Brocnizer2007 said:
But having an MBA will help you build an efficent dental powerhouse and I estimate over 30 years should bring me in over 1 mil. So minus your 500k and I'm still up 1/2 a mil
making 200k is one thing...knowing what to do with it is another. Most dentist live a 200k life style and forget about the savings part of life. Then life bites them in the ass when they hit 45-50 and realize they aren't worth so much after all and wonder how they can sustain this life style into retirement...then quickly realize they can't, begin to cut back...but its too late!
Edit: My MBA at UF(top 20 MBA school) cost ~$5,000. Citibank paid ~ $4,500 of it and I paid the $500. So $80k for MBA is pretty steep
I wasn't suggesting that having the degree was useless. I actually stated that it would be beneficial. Your example of an MBA making up for the cost of getting the degree is entirely possible. But your also assuming you couldn't get the same result if the same dentist (who is bright and ambitious) just hired a consulting firm to do a work up every 5 yrs.
I disagree with your characterization that "most" dentist are spendthrifts that get bitten in the arse by retirement. I have only anecdotal evidence that suggests otherwise, but you can't tell me there aren't the similar numbers of business professionals that fall into the same trap. I see this largely as a personality trait and not a lack of having an MBA.

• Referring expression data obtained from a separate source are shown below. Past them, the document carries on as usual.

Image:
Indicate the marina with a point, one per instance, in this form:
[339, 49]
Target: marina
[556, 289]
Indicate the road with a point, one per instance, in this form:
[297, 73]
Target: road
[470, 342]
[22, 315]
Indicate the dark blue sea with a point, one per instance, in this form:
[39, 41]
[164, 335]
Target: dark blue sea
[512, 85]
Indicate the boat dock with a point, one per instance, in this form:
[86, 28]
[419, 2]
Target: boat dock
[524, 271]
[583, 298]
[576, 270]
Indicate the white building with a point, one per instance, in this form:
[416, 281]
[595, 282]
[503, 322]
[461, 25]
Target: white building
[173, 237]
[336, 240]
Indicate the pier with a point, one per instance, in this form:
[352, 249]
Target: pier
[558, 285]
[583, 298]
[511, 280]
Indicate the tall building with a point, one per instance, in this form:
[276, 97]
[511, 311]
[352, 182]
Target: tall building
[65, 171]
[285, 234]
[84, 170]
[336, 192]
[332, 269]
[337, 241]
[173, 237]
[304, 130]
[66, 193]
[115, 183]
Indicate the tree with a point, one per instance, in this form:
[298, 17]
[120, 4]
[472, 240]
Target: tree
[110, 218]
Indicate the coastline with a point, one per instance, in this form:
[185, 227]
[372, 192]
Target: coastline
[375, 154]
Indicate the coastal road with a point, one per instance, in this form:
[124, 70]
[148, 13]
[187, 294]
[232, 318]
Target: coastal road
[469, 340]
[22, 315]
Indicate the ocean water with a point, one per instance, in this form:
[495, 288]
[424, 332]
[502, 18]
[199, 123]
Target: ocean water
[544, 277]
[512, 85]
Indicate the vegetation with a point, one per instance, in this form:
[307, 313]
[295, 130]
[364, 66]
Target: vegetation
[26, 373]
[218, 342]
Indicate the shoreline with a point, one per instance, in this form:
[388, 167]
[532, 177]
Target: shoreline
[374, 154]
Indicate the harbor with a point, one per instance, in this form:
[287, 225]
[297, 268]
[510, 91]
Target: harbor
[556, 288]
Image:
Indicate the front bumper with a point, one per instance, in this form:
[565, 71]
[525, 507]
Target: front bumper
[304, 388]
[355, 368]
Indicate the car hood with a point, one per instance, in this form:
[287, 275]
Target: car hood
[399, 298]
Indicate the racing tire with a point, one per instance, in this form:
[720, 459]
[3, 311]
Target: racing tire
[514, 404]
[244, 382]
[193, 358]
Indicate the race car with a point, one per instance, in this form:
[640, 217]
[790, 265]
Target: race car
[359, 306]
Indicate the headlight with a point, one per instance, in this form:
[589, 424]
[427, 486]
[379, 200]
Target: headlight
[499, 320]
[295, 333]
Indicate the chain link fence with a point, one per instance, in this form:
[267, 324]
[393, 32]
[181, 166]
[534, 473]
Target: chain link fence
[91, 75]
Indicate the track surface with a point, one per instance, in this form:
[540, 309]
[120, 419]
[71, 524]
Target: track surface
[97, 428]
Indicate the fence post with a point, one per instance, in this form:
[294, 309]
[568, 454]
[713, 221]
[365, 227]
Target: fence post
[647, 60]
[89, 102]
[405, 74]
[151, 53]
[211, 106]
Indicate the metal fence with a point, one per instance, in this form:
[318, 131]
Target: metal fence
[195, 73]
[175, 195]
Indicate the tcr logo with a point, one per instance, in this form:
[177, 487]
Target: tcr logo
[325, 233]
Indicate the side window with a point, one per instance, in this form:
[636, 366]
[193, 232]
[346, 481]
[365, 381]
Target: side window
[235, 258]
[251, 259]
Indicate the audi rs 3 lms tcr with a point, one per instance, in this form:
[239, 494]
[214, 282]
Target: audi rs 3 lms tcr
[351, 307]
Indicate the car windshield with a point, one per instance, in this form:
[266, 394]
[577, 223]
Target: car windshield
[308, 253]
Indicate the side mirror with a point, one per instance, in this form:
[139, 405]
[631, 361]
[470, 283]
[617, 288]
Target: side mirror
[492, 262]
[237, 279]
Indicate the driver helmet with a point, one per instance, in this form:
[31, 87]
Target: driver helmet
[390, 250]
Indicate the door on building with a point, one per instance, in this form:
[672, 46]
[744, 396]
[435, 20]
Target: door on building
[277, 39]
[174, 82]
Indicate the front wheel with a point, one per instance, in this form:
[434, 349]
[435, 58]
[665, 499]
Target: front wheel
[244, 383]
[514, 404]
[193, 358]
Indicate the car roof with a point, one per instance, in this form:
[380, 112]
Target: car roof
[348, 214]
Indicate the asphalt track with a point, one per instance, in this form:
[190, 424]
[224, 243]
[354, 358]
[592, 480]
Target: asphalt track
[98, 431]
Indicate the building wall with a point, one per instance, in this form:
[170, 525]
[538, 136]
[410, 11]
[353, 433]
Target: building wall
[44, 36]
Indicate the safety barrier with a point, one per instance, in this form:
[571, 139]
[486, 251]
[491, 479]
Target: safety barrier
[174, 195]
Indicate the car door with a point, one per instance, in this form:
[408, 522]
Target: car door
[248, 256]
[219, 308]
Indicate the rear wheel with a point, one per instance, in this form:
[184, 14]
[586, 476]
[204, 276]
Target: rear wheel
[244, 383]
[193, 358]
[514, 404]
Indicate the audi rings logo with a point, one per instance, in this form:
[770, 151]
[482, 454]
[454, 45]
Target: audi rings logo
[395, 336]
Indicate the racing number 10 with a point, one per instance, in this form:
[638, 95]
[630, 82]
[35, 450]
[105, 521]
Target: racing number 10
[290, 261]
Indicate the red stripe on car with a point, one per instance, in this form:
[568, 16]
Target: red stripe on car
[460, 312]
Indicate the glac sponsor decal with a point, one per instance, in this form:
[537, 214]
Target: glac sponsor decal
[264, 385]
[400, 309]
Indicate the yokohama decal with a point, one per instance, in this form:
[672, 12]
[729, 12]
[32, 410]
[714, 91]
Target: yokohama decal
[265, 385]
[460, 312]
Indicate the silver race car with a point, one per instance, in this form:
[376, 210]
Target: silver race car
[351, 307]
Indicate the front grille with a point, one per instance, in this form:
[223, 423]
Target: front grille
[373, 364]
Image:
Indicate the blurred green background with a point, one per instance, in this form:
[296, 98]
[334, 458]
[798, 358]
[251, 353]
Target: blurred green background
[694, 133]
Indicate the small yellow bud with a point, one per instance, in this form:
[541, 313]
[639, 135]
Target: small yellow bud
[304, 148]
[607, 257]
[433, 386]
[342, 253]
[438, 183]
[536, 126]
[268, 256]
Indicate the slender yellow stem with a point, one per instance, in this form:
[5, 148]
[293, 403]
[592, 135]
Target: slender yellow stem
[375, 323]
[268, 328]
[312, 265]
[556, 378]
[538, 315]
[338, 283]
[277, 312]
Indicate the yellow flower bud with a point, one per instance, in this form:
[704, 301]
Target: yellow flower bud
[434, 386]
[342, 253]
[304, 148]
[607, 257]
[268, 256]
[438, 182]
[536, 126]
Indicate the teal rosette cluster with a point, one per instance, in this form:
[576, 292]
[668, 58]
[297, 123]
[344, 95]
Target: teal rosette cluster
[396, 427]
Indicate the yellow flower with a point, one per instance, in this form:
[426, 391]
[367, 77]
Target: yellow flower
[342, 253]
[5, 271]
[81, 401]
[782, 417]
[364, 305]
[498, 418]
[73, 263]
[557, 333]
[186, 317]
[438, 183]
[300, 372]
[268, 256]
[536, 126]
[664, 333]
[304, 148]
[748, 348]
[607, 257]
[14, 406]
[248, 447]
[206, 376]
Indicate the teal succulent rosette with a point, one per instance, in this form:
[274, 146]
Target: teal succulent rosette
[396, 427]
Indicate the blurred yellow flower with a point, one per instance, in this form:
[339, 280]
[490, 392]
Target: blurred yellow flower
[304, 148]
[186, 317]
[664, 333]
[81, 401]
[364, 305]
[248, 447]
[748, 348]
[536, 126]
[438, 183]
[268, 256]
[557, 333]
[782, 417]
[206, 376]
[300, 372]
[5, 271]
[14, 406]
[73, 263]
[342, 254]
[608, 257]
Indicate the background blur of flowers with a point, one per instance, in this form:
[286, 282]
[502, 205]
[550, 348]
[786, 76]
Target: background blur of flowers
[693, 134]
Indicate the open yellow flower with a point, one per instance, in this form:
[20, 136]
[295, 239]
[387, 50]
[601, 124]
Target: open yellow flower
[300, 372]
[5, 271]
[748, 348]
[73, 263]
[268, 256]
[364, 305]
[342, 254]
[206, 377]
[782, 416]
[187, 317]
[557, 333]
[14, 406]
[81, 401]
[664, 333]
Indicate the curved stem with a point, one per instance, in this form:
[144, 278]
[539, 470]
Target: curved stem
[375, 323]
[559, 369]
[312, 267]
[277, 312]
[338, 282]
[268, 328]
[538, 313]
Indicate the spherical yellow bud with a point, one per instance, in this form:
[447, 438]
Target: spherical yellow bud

BTW, the costs I listed for the MBA represented
two years of tuition (@$20k), two years of living expenses, and two years of forgone income as a dentist in today's dollars. If business school teaches you anything, it should teach you about opportunity costs, TVM, and the benefits of specialization.
The cost of MBA programs range from $5,000k to $40,000k a year. My figure was somewhere in the middle. For the sake of discussion don't you think it would be a little misleading to only mention the
very lowest end of the cost spectrum. I also think it would be misleading to say that Warrington (which is a fine school) is top 20. It is ranked #26 among
public universities and probably barely makes the top 50 overall, which was beside the point before you started exaggerating.
My advice would be to take some business classes, major in business, or get some business experience. If you have an MBA, great, put it to use.